A case-control study was carried out in six health care organizations from two counties in Henan province, China. 371 patients aged 50 years or over with hypertension or diabetes who visited either community health centers or hospitals in the Intervention or Control Counties were systematically selected and surveyed on health care seeking behavior, quality of care, and pathway of care for their major chronic condition. Bivariate analyses were performed to compare quality and value of care indicators between patients from the Intervention and Control Counties. Multivariate analyses were used to confirm these associations after controlling for patients' demographic and health characteristics.
Patients in both the Intervention and Control Counties chose their current health care providers primarily out of concern for quality of care (provider expertise and adequate medical equipment) and patient-centered care. Compared with the patients from the Control County, those from the Intervention County performed significantly better on almost all the quality and value of care indicators even after controlling for patients' demographic and health characteristics. Significant associations between types of health care facilities and quality as well as value of care were also observed.
The study showed that the Integrated Care Delivery Model was critical in guiding patients' health care seeking behavior and associated with improved accessibility, continuity, coordination and comprehensiveness of care, as well as reducing health inequities and mitigating disparities for older patients with chronic conditions.
本研究探讨了综合医疗服务提供干预措施对中国河南省慢性病患者就医行为及治疗效果的影响。

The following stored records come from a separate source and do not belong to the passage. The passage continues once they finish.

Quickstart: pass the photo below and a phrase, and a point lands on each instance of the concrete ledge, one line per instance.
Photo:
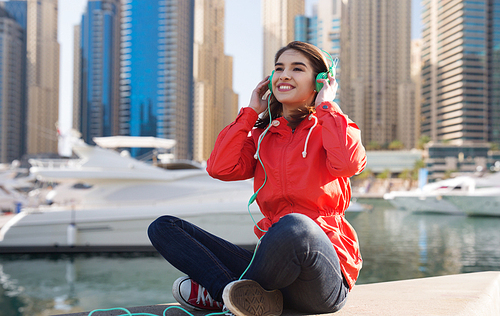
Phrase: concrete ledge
(462, 294)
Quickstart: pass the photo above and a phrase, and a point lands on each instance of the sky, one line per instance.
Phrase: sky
(243, 41)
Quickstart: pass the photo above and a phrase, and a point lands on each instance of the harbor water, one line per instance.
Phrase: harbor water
(395, 245)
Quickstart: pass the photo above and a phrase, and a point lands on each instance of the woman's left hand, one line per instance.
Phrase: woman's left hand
(329, 90)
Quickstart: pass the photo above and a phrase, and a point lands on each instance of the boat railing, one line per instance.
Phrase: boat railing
(55, 163)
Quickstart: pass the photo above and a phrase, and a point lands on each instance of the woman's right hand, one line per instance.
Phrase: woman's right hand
(258, 93)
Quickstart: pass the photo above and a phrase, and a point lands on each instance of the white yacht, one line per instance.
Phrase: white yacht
(105, 201)
(443, 196)
(482, 200)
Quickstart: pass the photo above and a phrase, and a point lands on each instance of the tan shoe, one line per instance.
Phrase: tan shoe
(248, 298)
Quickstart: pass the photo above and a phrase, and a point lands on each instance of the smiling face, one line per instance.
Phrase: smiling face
(293, 80)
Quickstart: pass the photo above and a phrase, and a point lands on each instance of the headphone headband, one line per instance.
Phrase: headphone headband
(321, 75)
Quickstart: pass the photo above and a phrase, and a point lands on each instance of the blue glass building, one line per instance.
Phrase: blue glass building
(12, 87)
(18, 11)
(306, 29)
(156, 86)
(99, 81)
(494, 71)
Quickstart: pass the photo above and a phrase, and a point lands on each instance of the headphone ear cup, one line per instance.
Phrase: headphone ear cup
(319, 85)
(270, 84)
(324, 75)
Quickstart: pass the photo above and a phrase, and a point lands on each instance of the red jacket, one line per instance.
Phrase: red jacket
(307, 170)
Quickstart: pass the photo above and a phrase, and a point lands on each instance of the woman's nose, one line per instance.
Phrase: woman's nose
(284, 75)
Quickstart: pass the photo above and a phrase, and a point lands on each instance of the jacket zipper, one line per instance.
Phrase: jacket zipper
(283, 177)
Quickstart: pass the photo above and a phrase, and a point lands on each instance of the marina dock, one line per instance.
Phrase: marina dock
(461, 294)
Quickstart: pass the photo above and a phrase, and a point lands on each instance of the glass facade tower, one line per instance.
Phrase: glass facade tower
(156, 80)
(494, 71)
(461, 74)
(99, 75)
(12, 46)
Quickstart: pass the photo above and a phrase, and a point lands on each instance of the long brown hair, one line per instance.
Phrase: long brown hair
(318, 63)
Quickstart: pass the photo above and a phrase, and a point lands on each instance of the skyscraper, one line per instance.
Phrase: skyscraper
(99, 70)
(377, 90)
(461, 71)
(156, 80)
(494, 71)
(42, 76)
(322, 29)
(12, 88)
(215, 103)
(278, 18)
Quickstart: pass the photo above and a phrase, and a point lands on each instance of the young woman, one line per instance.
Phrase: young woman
(308, 258)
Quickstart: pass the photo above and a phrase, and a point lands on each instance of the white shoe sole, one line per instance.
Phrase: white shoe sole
(176, 292)
(248, 298)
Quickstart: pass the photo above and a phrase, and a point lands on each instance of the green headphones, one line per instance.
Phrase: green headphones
(321, 75)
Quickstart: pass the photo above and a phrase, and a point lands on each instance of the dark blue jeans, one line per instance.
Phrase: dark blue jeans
(294, 256)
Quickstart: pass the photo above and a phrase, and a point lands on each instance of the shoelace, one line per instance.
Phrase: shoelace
(227, 311)
(204, 298)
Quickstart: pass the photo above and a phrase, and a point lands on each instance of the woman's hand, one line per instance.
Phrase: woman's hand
(329, 90)
(256, 101)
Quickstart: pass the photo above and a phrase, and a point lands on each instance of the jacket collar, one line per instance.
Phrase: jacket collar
(280, 126)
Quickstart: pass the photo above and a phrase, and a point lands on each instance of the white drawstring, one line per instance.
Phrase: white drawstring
(304, 153)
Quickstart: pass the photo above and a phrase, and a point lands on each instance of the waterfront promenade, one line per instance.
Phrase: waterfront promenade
(471, 294)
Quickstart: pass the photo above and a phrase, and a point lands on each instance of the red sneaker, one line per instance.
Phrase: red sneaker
(193, 296)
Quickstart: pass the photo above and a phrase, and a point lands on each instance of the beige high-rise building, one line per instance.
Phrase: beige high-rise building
(215, 103)
(278, 17)
(42, 76)
(456, 36)
(416, 77)
(375, 60)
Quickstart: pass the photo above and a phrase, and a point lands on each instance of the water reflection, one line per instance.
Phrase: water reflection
(400, 245)
(395, 245)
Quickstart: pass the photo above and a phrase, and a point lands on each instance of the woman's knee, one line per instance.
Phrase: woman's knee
(162, 223)
(299, 226)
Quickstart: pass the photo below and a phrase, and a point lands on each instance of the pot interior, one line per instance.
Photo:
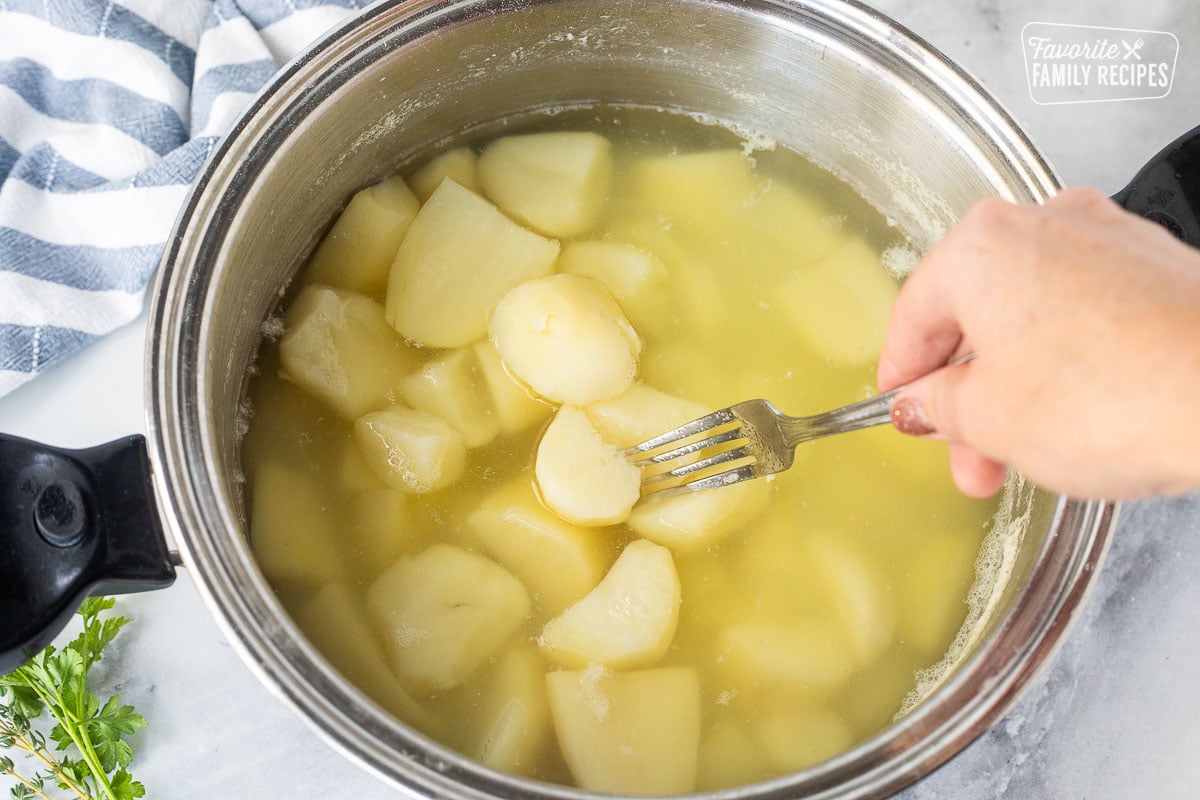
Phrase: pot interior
(832, 82)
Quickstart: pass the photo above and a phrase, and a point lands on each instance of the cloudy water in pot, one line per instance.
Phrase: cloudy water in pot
(435, 482)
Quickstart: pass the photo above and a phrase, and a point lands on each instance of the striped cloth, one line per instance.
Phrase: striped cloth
(108, 109)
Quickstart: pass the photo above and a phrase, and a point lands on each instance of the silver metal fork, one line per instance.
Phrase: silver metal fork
(745, 440)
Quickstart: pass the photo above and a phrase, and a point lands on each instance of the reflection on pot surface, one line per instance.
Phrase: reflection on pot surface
(437, 492)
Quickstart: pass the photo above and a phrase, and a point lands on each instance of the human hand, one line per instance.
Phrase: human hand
(1085, 323)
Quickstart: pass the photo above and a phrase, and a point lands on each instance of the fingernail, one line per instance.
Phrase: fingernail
(909, 416)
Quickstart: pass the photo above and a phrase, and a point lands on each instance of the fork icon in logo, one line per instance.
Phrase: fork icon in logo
(1132, 49)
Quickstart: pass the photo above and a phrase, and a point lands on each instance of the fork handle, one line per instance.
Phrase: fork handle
(863, 414)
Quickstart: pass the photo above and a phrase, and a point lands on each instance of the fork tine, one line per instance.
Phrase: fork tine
(737, 453)
(703, 444)
(713, 420)
(727, 477)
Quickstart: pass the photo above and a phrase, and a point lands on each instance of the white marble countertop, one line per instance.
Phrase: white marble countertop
(1117, 713)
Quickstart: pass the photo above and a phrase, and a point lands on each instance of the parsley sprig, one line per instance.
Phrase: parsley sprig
(87, 752)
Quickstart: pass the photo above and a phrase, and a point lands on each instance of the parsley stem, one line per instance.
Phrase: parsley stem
(29, 785)
(27, 745)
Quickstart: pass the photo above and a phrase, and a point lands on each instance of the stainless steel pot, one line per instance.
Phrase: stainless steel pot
(837, 82)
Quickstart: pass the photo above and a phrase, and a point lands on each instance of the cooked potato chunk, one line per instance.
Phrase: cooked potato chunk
(514, 722)
(515, 407)
(730, 755)
(460, 257)
(796, 739)
(625, 621)
(411, 450)
(291, 529)
(567, 338)
(555, 182)
(841, 305)
(795, 224)
(629, 732)
(453, 388)
(557, 561)
(457, 164)
(933, 591)
(334, 623)
(827, 575)
(339, 348)
(707, 191)
(582, 477)
(641, 413)
(445, 612)
(358, 251)
(690, 522)
(381, 525)
(631, 274)
(760, 657)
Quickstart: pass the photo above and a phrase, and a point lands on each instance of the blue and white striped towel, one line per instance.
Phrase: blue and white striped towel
(107, 112)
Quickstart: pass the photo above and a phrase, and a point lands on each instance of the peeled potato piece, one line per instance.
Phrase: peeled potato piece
(558, 561)
(840, 306)
(411, 450)
(515, 408)
(453, 388)
(586, 480)
(631, 733)
(457, 164)
(631, 274)
(334, 623)
(514, 721)
(627, 621)
(339, 348)
(358, 251)
(460, 257)
(827, 575)
(933, 591)
(641, 413)
(706, 191)
(801, 655)
(730, 755)
(444, 613)
(555, 182)
(291, 528)
(567, 338)
(690, 522)
(795, 739)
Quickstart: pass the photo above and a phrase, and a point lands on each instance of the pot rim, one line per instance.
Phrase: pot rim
(187, 479)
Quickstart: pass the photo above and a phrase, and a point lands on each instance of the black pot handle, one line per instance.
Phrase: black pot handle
(72, 523)
(1167, 190)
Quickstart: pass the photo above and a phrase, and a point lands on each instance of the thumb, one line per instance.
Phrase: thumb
(934, 407)
(930, 405)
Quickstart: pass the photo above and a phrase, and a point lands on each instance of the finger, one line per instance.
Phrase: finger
(924, 331)
(923, 334)
(977, 476)
(931, 405)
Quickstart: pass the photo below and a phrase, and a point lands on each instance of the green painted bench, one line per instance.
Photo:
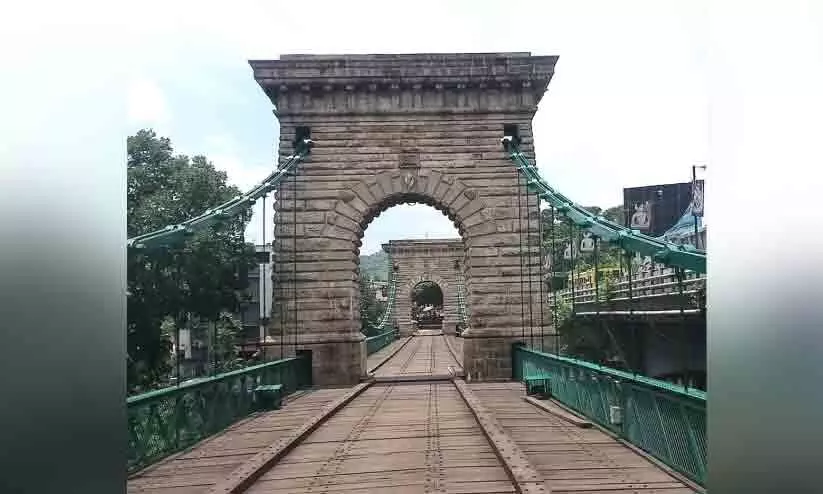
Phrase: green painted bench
(268, 396)
(537, 385)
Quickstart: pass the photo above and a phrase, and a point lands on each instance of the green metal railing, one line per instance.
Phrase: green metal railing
(168, 420)
(380, 341)
(386, 318)
(667, 421)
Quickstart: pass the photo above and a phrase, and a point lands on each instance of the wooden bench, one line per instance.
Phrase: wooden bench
(268, 396)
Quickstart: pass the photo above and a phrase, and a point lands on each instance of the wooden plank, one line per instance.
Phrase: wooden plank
(380, 357)
(393, 438)
(524, 475)
(422, 358)
(252, 468)
(558, 412)
(207, 462)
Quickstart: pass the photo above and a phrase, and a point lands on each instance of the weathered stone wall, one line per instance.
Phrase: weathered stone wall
(392, 129)
(432, 260)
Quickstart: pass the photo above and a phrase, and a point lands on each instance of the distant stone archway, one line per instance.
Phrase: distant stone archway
(393, 129)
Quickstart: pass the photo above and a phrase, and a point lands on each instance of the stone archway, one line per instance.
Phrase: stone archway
(436, 260)
(391, 130)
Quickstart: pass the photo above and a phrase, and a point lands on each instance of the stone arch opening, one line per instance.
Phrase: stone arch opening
(427, 305)
(421, 270)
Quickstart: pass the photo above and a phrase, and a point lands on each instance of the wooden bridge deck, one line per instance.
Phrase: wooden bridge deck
(377, 358)
(424, 436)
(211, 460)
(394, 438)
(422, 357)
(572, 459)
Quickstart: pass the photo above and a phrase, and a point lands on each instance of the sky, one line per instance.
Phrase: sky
(627, 105)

在中国河南省两个县的六个医疗机构开展了一项病例对照研究。系统选取了371名年龄在50岁及以上、患有高血压或糖尿病的患者,这些患者来自干预县或对照县的社区卫生中心或医院,对他们的就医行为、医疗质量及主要慢性病的治疗路径进行了调查。进行双变量分析以比较干预县和对照县患者之间的医疗质量和价值指标。在控制患者的人口统计学和健康特征后,使用多变量分析来确认这些关联。
干预县和对照县的患者选择当前的医疗服务提供者主要是出于对医疗质量(提供者专业知识和充足的医疗设备)和以患者为中心的医疗服务的关注。与对照县的患者相比,即使在控制了患者的人口统计学和健康特征后,干预县的患者在几乎所有医疗质量和价值指标上的表现都明显更好。还观察到医疗设施类型与医疗质量和价值之间存在显著关联。
该研究表明,综合医疗服务提供模式对于指导患者的就医行为至关重要,并且与改善医疗服务的可及性、连续性、协调性和全面性相关,同时还能减少健康不平等现象,减轻老年慢性病患者之间的差异。